Summer is here and many people realize how fresh their portals are when they return home. This thermal difference becomes even more apparent during a heat wave, making it almost impossible to sleep there. Although each portal is unique, this phenomenon has some commonalities.
The portal is often a darkened place. It is often located on the ground floor and has many elements that provide shade. Arcades, overhangs that protect against the rain or terraces on the upper floors are just a few examples. These elements reduce the risk of solar radiation which can lower the temperature.

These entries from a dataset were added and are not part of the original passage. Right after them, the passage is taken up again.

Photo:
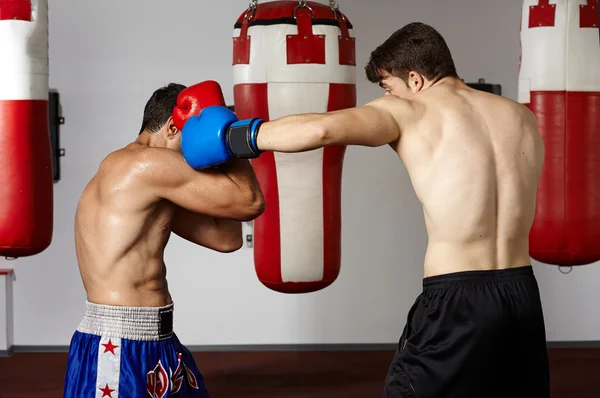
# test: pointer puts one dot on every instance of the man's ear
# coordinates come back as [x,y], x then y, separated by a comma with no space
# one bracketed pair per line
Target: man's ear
[172,131]
[415,81]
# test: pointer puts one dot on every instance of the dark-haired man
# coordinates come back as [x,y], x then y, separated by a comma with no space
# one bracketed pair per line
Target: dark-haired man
[474,159]
[125,345]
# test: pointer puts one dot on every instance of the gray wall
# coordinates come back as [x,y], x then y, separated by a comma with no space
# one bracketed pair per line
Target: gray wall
[107,57]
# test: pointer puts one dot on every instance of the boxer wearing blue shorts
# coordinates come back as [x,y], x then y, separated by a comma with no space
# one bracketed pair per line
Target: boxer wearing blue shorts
[125,345]
[130,352]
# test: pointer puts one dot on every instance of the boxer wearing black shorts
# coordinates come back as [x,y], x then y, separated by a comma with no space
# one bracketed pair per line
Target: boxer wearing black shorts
[473,334]
[474,160]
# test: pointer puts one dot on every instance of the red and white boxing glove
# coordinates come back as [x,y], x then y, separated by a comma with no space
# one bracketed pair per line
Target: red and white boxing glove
[195,98]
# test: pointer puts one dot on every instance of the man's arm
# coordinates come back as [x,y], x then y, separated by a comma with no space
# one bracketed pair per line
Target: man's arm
[374,124]
[230,192]
[213,233]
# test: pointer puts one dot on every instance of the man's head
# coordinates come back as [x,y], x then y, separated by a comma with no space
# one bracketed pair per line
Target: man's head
[413,58]
[158,120]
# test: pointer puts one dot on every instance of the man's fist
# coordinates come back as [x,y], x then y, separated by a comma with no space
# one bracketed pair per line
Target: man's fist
[216,135]
[195,98]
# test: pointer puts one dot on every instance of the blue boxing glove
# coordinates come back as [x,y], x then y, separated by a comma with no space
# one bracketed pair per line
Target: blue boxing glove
[216,135]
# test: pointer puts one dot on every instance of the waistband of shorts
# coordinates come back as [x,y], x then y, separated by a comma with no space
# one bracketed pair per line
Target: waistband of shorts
[133,323]
[471,277]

These spaces could also have shade-producing elements outside the building, such as trees or street furniture. These distant obstacles can help lower the temperature of these spaces in summer without shading the upper part of the buildings.
Other spaces or elements may be in direct contact with the main entry of the building. If there is no basement, the land is an example. It is generally more stable throughout the year. Non-habitable properties include storage rooms, meter room, boiler rooms and garages. There may also be commercial stores that condition premises during business hours. They all help to temper it.
We don't refrigerate our air during the day because we aren't usually home. We leave the windows wide open so that the outside air can escape. It causes the temperature to soar.
The entrances to buildings are often covered in noble materials. This is a common decoration that uses stone or ceramic materials such as tiles and marble. This can also reduce the temperature at the entrance of the building and keep it cooler.
The chimney effect, which is caused by stairwells, also has an impact on the temperature of these areas.
Hot air is lighter than cold and escapes through the staircase, reaching higher floors. Stratification is the result of heat accumulation in the upper layers of air. This air will rise if it is not contained. The main entrance or other entrances allow fresh air to enter, replacing warm air and keeping it cooler for longer.
These spaces don't radiate heat from the sun by not being in direct contact with them for prolonged periods of time.
Heat transfer occurs from one residence to the next. Older houses are often not well insulated. They are often better insulated against uninhabitable areas. This means that coolness from the building access doesn't easily pass through the dwellings.
Other complex effects, whether they are anthropogenic or natural, include extreme weather events (heatwaves) and the urban heat island effect. These tend to increase thermal differences between different spaces.
Access spaces for residential buildings (portals and hallways) have a number of features that make them cooler than the rest.
They could be used as climate shelters. People who are vulnerable to heat could use many of these accesses. They would be particularly useful during heat waves or at central times of day.
People with heat stress and fatigue can take a break or rest for a few moments to relieve their symptoms. The portals could be used to give them more life. These access spaces, which were once meeting places for neighborhood social gatherings and community meetings, are now treated with individualism, social mobility, and the same care as non-places in residential buildings.
This new function could help public health by transforming access spaces into cool rooms. Cool rooms are so necessary during periods of heat suffocating.
This article was published in "The Conversation".